In the prison camp, where he lay nursing his shattered foot for almost a year before it was amputated, Hotchins had learned about survival. He needed a goal, something more than just day-by-day grovelling to stay alive. His goal, his single driving obsession to be president of the United States, was born in morphine-crazed hallucinations, but it became his goal for living. He invented methods for keeping his mind alert. He tried to think like a president, act like a president, adopt the attitude of a president.

When he was released from the hospital into the prison population, he was shocked at what he found — a motley, demoralized, filthy group who reflected their senior officer, a colonel named Sacks who was a weak and disheartened shell, tormented by fear and sickness and destroyed by his own nightmares. Hotchins watched as Sacks encouraged the weak to submit to the North Koreans, to collaborate, sign confessions, to do anything to stay alive. He hated Sacks, not because he was weak, but because he had created an atmosphere that eventually would enervate Hotchins himself.

If Hotchins were to survive, he had to destroy Sacks. His became a constant and subtle voice hammering at the colonel’s conscience, eroding the last vestige of Sacks’s self- respect. It was an insidious and ruthless campaign, so carefully carried out that when Sacks eventually hanged himself, he did not realize he had been driven to the act by the man who assumed his position of command.

For the next two years Hotchins ruled the camp, hand- picking a small coterie of the toughest men left and establishing his own harsh rules and regulations. He restored military discipline to the prison, demanded that the men practise personal hygiene, that they exercise to keep their morale up. Twice he secretly ordered the execution of men on the verge of confessing to war crimes. He was both a frightening martinet and an inspiration to his fellow prisoners. They survived because he needed them to, and in the end he endured his humiliation with dignity and walked out of the camp a hero.
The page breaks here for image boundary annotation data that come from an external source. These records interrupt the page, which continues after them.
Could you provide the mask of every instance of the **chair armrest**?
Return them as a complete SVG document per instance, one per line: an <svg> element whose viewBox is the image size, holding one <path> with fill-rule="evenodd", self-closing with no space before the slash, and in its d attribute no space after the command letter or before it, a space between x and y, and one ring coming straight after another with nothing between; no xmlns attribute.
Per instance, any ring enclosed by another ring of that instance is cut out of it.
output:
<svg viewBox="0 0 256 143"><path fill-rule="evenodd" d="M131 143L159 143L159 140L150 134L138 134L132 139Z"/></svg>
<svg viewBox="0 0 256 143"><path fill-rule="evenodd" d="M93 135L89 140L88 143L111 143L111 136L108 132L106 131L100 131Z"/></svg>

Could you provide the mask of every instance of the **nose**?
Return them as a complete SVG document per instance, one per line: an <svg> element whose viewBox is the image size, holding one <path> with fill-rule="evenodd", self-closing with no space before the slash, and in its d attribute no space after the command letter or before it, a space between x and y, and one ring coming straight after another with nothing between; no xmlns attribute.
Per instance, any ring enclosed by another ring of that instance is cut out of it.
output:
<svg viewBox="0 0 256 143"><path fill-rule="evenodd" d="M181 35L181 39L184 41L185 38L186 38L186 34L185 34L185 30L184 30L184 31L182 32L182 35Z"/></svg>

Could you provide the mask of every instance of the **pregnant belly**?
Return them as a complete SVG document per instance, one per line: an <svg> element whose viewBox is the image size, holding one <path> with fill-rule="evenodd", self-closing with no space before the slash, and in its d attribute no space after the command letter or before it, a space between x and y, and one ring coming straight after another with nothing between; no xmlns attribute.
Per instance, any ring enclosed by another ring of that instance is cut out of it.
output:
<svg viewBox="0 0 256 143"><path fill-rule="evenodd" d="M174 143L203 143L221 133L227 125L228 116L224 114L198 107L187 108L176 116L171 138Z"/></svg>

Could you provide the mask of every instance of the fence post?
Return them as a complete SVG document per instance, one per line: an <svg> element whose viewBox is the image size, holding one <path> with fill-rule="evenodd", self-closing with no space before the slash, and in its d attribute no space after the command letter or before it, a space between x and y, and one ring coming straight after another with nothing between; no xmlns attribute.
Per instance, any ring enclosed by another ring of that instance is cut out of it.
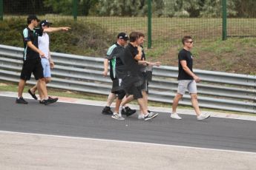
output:
<svg viewBox="0 0 256 170"><path fill-rule="evenodd" d="M74 21L77 20L77 0L73 0L73 16Z"/></svg>
<svg viewBox="0 0 256 170"><path fill-rule="evenodd" d="M0 21L4 19L4 0L0 0Z"/></svg>
<svg viewBox="0 0 256 170"><path fill-rule="evenodd" d="M222 0L222 40L226 40L226 0Z"/></svg>
<svg viewBox="0 0 256 170"><path fill-rule="evenodd" d="M152 24L152 8L151 0L148 0L148 48L151 48L151 24Z"/></svg>

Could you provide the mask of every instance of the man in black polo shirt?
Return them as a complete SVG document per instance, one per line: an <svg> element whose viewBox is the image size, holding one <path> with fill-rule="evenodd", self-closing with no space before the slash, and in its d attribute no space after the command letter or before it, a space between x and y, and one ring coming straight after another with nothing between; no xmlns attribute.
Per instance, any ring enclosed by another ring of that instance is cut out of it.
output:
<svg viewBox="0 0 256 170"><path fill-rule="evenodd" d="M27 104L27 102L23 98L22 92L26 81L30 79L33 72L36 80L38 81L38 89L43 97L43 102L45 105L56 102L58 98L53 99L47 96L46 84L45 82L43 68L41 64L41 58L45 57L45 54L38 49L38 36L42 36L43 30L36 29L39 20L34 15L30 15L27 18L27 27L24 29L22 33L24 41L24 55L23 66L19 83L18 98L16 103L21 104Z"/></svg>
<svg viewBox="0 0 256 170"><path fill-rule="evenodd" d="M197 84L200 79L193 72L193 55L190 50L193 47L193 40L191 36L184 36L182 39L183 49L179 52L179 75L178 75L178 90L174 98L172 104L172 113L171 118L182 119L176 112L179 101L183 98L188 89L191 98L192 106L197 115L197 120L202 120L210 117L208 113L201 113L197 101Z"/></svg>
<svg viewBox="0 0 256 170"><path fill-rule="evenodd" d="M121 86L125 91L127 95L133 95L137 99L144 114L144 120L148 120L158 115L157 113L148 113L142 98L142 85L143 84L143 75L140 72L138 61L142 58L142 48L140 46L139 33L133 32L130 34L130 43L125 47L123 53L120 55L122 62L125 66L125 76L122 79ZM119 114L123 109L120 106Z"/></svg>

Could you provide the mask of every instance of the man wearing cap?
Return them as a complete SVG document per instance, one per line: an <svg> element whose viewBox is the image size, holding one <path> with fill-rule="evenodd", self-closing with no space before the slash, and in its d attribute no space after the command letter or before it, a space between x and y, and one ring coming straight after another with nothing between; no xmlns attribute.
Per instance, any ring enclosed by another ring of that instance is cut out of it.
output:
<svg viewBox="0 0 256 170"><path fill-rule="evenodd" d="M113 81L111 92L109 94L107 101L107 106L103 109L102 113L104 115L112 115L112 118L116 120L125 120L122 115L118 114L119 104L122 99L125 96L125 92L120 88L122 73L123 69L123 64L119 58L119 55L125 49L125 46L127 44L128 36L125 33L120 33L117 35L116 42L108 48L107 52L107 56L104 61L104 72L103 75L106 76L108 69L108 61L110 61L110 77ZM110 109L110 106L113 101L116 98L115 111L113 113ZM136 110L131 109L128 106L126 107L125 114L134 114Z"/></svg>
<svg viewBox="0 0 256 170"><path fill-rule="evenodd" d="M30 79L32 73L35 79L37 80L37 88L42 96L43 103L47 105L57 101L57 99L48 98L46 89L43 68L41 64L41 58L44 58L45 55L38 48L38 37L42 36L45 30L42 28L36 28L39 21L40 20L36 16L30 15L27 18L28 25L23 30L23 66L19 83L18 98L16 100L16 103L27 104L27 102L22 97L22 93L26 81Z"/></svg>
<svg viewBox="0 0 256 170"><path fill-rule="evenodd" d="M137 100L142 113L144 115L144 120L148 120L156 118L158 114L148 112L145 100L142 94L142 85L144 83L144 78L139 61L141 64L148 64L145 61L141 61L142 57L142 49L140 47L143 38L140 39L140 33L132 32L130 34L130 43L125 48L120 59L125 65L125 76L122 79L121 86L125 89L126 95L131 95ZM125 100L129 101L129 100ZM119 112L122 112L123 105L121 104Z"/></svg>
<svg viewBox="0 0 256 170"><path fill-rule="evenodd" d="M52 33L56 31L68 31L70 27L50 27L50 25L52 24L51 22L49 22L47 20L42 20L40 22L40 28L44 30L42 35L38 38L38 45L39 49L45 53L45 57L41 58L41 63L43 67L44 77L45 84L50 82L50 69L54 67L54 63L50 58L50 38L47 33ZM37 97L35 95L37 89L37 85L34 86L33 88L28 89L28 93L35 99L37 100ZM40 93L39 93L40 95ZM41 101L40 103L42 103L42 96L40 95Z"/></svg>

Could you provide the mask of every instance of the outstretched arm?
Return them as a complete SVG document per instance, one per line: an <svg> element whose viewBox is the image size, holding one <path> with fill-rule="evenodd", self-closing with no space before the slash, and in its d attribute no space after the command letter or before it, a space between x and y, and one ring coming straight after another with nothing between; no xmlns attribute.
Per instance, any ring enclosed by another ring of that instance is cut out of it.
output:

When he did, he was convinced that he would someday

be president, regardless of the price. It was a passion which

DeLaroza had eased to life, nurtured, encouraged and fed.

And now it was happening. Nothing could stop it. In

Hotchins’s mind, it was destiny.

He sat in the fog, preparing himself for the tough ten months ahead, for the exhausting personal toll he knew the campaign would exact, contemplating the price he would have to pay.
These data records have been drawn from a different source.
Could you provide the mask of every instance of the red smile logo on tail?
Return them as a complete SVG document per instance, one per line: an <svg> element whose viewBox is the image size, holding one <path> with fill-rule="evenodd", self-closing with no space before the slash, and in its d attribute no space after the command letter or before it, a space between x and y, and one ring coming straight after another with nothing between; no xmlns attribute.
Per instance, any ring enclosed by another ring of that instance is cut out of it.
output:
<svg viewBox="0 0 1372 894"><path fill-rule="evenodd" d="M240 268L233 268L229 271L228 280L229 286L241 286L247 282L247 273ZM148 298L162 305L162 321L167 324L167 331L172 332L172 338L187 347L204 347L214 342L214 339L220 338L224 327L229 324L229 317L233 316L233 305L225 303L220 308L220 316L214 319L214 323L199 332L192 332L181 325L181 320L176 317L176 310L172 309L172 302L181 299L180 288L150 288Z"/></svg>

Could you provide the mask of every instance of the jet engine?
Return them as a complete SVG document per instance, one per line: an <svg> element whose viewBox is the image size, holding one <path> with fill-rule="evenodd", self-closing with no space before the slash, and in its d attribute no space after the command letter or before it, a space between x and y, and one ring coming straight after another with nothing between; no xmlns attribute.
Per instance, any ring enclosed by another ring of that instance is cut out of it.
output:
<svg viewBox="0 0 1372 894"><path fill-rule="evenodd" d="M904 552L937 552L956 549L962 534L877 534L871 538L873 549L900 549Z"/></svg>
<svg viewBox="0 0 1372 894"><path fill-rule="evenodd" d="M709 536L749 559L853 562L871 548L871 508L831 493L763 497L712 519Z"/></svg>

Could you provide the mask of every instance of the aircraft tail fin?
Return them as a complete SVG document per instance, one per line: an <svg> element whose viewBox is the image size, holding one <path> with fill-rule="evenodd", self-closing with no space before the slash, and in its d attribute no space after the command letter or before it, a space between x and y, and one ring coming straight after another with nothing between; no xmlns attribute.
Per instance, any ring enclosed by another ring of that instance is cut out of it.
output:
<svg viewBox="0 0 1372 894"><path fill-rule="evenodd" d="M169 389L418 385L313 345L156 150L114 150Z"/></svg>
He had already paid dearly by ending his affair with Domino. DeLaroza had been right, she represented a constant danger and a foolish one. Besides, she had served her purpose. Domino had awakened new passions in Hotchins, arousing a latent need that had been smothered by ambition. She had fired his carnal desires ‘with her incredible sensuality and given him a new vitality. Losing her was just the first of many personal sacrifices he knew he would have to make.

The decision to give her up had come quickly once he faced it. Hotchins had trained himself to make fast decisions. He simply programmed the pluses and minuses into his brain, a trick he had learned from Victor. Emotion had nothing to do with it.

It was done. Time to move on.

He started thinking about his own political machine. The nucleus was there, although he recognized that in its strength there was danger. DeLaroza, Roan, Lowenthal, each a shrewd and powerful strategist but each with his own needs to fulfil. It would not be easy, balancing their egoes, keeping the machine oiled and moving.